Col. James A. Donovan, USMC (ret.)
Militarism, U.S.A. (1970)

Bogus North Korean Threat

I am a former Air Force officer and  just became aware of G2mil.com and read the article about the bogus North Korean threat.  Thank you for all the information. The article is proof that we can get key information from the web which is generally not available in my local newspaper. You write in a manner which suggests you know what you are talking about. I don't know what your bona fides are, but then even great qualifications do not guarantee quality. Only performance and accuracy over the long run prove one's worth.
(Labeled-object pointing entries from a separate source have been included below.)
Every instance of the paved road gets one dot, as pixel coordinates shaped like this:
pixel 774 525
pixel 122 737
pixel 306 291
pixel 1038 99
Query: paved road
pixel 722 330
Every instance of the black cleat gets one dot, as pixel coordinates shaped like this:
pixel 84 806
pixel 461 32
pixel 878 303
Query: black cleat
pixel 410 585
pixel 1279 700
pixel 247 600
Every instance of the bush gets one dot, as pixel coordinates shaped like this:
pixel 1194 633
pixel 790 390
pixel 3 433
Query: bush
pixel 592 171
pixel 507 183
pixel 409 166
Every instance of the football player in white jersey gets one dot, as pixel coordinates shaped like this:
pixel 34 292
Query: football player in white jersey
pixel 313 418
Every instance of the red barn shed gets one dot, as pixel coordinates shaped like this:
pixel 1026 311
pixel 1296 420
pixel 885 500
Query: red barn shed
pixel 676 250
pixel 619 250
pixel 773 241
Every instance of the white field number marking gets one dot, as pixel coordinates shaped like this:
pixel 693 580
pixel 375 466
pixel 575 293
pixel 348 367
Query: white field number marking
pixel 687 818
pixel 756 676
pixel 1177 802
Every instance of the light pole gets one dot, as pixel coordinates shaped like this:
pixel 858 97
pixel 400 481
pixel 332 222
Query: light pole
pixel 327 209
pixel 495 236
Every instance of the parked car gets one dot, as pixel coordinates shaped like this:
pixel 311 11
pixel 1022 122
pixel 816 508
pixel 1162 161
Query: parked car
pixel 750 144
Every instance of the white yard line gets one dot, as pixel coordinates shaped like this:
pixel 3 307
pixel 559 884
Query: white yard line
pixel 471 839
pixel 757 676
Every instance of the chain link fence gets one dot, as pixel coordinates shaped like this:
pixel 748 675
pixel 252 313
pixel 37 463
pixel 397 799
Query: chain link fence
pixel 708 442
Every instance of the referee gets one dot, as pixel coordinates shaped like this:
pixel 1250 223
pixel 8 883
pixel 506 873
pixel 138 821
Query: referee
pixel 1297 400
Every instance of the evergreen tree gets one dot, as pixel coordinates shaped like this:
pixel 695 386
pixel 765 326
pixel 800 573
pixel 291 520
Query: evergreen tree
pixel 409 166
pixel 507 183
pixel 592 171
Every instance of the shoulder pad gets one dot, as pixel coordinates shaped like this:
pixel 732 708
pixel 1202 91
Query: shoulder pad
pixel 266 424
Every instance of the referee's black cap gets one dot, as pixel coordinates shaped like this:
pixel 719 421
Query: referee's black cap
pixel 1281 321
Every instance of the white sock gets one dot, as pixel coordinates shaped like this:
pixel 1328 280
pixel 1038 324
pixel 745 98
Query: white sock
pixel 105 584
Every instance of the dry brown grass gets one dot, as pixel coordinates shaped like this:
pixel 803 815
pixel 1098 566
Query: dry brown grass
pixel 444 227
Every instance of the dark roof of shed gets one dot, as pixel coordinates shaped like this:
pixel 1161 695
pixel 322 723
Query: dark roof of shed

                                                                          Edward H. Parker, Jr., MD

Ed: I don't know why so many think the poorest, most backward nation in Asia (North Korea) is a threat to South Korea, which has twice its population and 40 times its economic power.  Mostly it comes from those wanting to keep the US military bases there, and those selling National Missile Defense, which costs us $10 billion a year, by greatly, greatly hyping the North Korean missile program.  They are the same con men who pushed the WMD in Iraq BS.

In addition, North Korean leaders are living like royalty, so why would they commit national suicide by starting up a war?  At the very least, they'd end up in a cell with Saddam Hussein.  We are told North Korean leaders are dangerous because they are "crazy" by our "experts" who have never met them and don't even speak Korean.  North Korea has been trying to negotiate a peace agreement for years, but the US has refused to discuss it.  Meanwhile, US troops remain in South Korea and thousands more come over from Japan a few times a year to practice offensive operations, which include an amphibious landing. (I was an exercise controller on the command ship for "Team Spirit" in 1990, so don't tell me it was not an offensive exercise.)  Then Bush tells the world that North Korea is one of three evil nations, and destroys one of them (Iraq).  So why is anyone surprised that North Korea  pressed onward to develop nuclear weapons for national defense?

V-22 Unsafe?

Just in case you haven't heard I thought I'd pass along a little tidbit from Canada.  A V-22 has been undergoing cold weather testing at the Canadian naval air base Shearwater in Halifax, Nova Scotia.  Last week it  had to declare an emergency while on a test flight off the coast when a 15cm section of one of its rotor blades came off in flight. It terminated the test and managed to make it safely back to the base.  The pilots first indication of trouble were warning lights in de-icing system and vibrations in flight systems. Cause, is of course under investigation but the section of blade came off while the AC was shedding ice.

Garry P.Burke
Operations Officer/Officier des opérations
Regional Operations Centre/Centre des opérations régionales
Canadian Coast Guard/Garde côtière canadienne
Maritimes Region/Région des maritimes

Many More V-22 Problems

The V-22 was supposed to be designed as a Troop Carrier Transport to replace what is cleverly called in PC language a "Legacy"; such as the Vertol H-46 (and Sikorsky H-3) which have been flying since the early 1960's. (Note: the "legacy" troop transport helicopters (H-46, H-3) have troop transport cabins which are about 20% larger than the V-22 troop cabin!)  After wasting over $14 Billion of taxpayer funding and the unnecessary death of some 27 crew members, it appears that the V-22 is severely lacking Safety and Human Factor Engineering capabilities - which had been successfully incorporated in the past.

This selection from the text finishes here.